Pas de studio. Une tente. Voilà où dort Vanille, 47 ans, atteinte de fibromyalgie. Elle touche 644 euros de RSA par mois. Son loyer était de 480 euros, plus 150 euros de charges. Elle a quitté son logement. Sans domicile fixe, elle a dû abandonner meubles et affaires. « Je me sens mieux car je mange plus de protéines, de la viande, du poisson, des fruits frais », confie-t-elle dans l'article de F Zerrou, publié dans la série « À découvert » de Mediapart. « Mais le jour où je devrais à nouveau payer un logement, ce ne sera plus la même chose. »

La CAF, elle, ne lâche pas. Vanille doit 500 euros de trop-perçu. Elle doit aussi 300 euros d'électricité. Aujourd'hui, elle n'a plus de loyer à payer, mais elle vit sous une tente. « J'ai l'impression d'abuser ou qu'on me fait l'aumône », dit-elle. Aller voir l'assistante sociale, au début, c'était dur. « Demander des aides me mettait mal à l'aise. J'ai dû supporter des réflexions où on sous-entendait que je gère mal mon argent alors que je suis au minimum de tout. »

Les Restos du Cœur ? Elle y est allée. Aujourd'hui, elle ne sollicite plus l'aide alimentaire. « Quand j'ai commencé à y aller, on donnait davantage de choses. On pouvait tenir largement une semaine avec des aliments à cuisiner. Aujourd'hui, c'est davantage une aide. » Elle ne supporte pas les produits laitiers. Alors elle consacre entre 150 et 200 euros par mois à ses courses. Pour une tente, c'est possible. Pour un logement, non.

L'article de F Zerrou est le cinquième volet de sa série sur la précarité. Selon la source, l'algorithme de la CAF cible les plus précaires. Vanille a dû cesser de vendre des vêtements en ligne par peur de voir son RSA réduit. « Les gens scrutent chaque photo avec des yeux de faucon », raconte l'animatrice. Denis Colombi, auteur d'« Où va l'argent des pauvres », explique ce mécanisme : quand on est précaire, on dépense les rentrées d'argent parce qu'une grosse dépense arrivera de toute façon.

Vanille, elle, ne veut plus de ce contrôle.

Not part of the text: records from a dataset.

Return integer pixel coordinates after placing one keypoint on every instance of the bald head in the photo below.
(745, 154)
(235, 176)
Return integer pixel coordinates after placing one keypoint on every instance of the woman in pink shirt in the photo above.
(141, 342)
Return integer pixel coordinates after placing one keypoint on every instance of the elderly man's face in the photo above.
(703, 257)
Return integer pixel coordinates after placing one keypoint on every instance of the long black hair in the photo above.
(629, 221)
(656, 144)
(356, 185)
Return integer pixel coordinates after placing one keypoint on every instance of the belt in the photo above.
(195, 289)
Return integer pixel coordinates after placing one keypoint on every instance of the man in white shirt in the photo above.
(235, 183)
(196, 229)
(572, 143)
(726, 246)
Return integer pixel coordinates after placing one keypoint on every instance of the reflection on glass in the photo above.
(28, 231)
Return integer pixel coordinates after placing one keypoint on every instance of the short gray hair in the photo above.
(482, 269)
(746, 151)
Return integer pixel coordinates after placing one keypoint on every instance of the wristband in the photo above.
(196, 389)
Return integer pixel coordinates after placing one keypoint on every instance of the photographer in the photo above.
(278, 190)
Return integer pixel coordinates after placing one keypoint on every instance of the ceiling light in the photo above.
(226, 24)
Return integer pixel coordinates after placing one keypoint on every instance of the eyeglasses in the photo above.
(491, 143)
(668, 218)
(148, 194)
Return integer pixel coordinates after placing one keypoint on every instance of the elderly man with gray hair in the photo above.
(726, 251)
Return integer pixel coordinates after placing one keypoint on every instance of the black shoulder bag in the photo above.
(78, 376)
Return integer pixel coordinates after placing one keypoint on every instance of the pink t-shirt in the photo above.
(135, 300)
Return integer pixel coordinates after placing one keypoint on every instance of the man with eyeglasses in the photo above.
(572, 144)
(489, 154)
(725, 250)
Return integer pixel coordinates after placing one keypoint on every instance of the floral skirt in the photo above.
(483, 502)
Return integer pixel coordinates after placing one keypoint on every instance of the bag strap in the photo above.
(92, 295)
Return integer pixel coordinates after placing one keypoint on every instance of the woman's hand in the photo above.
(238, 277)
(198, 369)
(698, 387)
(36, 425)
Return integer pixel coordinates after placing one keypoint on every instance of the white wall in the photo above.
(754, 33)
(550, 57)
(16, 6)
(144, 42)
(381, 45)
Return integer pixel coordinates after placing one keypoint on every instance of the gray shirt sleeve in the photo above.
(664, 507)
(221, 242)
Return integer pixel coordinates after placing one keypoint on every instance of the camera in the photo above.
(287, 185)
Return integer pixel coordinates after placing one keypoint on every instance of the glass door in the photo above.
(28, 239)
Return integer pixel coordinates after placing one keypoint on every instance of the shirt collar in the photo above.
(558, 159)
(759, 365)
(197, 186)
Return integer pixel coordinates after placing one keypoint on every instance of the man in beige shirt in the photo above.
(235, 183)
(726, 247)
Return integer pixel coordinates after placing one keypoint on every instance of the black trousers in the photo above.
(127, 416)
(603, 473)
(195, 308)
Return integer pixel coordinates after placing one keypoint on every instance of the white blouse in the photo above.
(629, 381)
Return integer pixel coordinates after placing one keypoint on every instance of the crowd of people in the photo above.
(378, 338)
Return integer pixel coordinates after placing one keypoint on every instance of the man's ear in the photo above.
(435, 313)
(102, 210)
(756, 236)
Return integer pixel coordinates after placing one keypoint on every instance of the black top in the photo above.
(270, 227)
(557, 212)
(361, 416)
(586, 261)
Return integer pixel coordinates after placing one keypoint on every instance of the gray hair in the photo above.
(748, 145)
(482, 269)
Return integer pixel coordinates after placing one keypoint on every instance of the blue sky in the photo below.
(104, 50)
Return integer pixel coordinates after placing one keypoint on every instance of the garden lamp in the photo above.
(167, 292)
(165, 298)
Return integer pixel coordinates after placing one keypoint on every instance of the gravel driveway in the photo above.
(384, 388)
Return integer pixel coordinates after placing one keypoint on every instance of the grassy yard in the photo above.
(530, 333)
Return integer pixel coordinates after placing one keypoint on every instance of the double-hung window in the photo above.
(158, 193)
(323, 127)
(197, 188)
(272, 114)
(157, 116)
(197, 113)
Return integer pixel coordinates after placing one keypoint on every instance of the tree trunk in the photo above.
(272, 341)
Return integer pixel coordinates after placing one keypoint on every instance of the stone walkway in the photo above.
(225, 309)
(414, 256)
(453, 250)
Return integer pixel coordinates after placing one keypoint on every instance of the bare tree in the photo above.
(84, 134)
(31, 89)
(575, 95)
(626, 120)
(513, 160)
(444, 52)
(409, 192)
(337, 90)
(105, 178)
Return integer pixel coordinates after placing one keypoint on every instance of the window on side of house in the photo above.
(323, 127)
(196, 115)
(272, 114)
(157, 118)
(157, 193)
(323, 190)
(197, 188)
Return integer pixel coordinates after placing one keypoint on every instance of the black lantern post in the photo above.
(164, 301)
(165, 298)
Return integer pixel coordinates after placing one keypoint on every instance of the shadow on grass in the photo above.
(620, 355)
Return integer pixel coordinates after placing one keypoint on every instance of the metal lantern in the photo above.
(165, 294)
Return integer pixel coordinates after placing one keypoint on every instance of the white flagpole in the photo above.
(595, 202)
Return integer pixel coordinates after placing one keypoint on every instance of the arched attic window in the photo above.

Elle vit sous une tente. Elle mange mieux. Mais elle redoute le jour où elle devra payer un loyer. « Ce ne sera plus la même chose. »

Antitsiganisme : un racisme qui tue

Deuxième sujet de la matinée : l'antitsiganisme. Le collectif Zor lutte contre ce que l'émission appelle « le dernier racisme acceptable en France ». Une résolution a été votée à l'Assemblée nationale le 8 avril 2024 pour la reconnaissance du génocide des Roms et Gens du voyage. Mais la réalité quotidienne, elle, reste inchangée.

Selon la source, les aires d'accueil sont insalubres, éloignées des villes, souvent polluées. L'espérance de vie des hommes Roms en France est réduite de 15 ans. La déscolarisation des enfants est massive. Richy Tibo, militant et auteur de « Des chemins de résistance », a été attaché parlementaire. Il est aujourd'hui poursuivi pour menace de mort envers Emmanuel Macron. Son livre « Voleur de poule : combattre l'antitsiganisme » raconte le quotidien d'une communauté ciblée.

Bluma Winterstein, jeune militante, a participé à la campagne « Novie de Gitan Compte ». Logane de Carvalo, autre jeune, témoigne. Angelo Garand, lui, a été abattu par le GIGN. Non-lieu. « Un non-lieu, c'est une façon de dire que la police a le droit de tuer », résume un participant.

Une lettre de 1943, celle de Marie Winterstein au préfet de la Creuse, est lue dans l'émission. Elle supplie pour que sa famille ne soit pas déportée. Soixante-dix ans plus tard, les mêmes préjugés persistent. « On nous traite de voleurs de poules, de sales gens », raconte un militant. Le livre de William Maker sur les Gens du voyage documente les expulsions forcées, les terrains confisqués, les enfants retirés.

Selon la source, des familles ont obtenu un terrain provisoire après avoir quitté une aire d'accueil insalubre. Problème : le terrain est situé à côté d'une décharge. « C'est ça, la République », ironise l'animatrice. Lisa Castelli, journaliste à Mediapart, a enquêté sur une expédition punitive menée par un maire. L'article est cité.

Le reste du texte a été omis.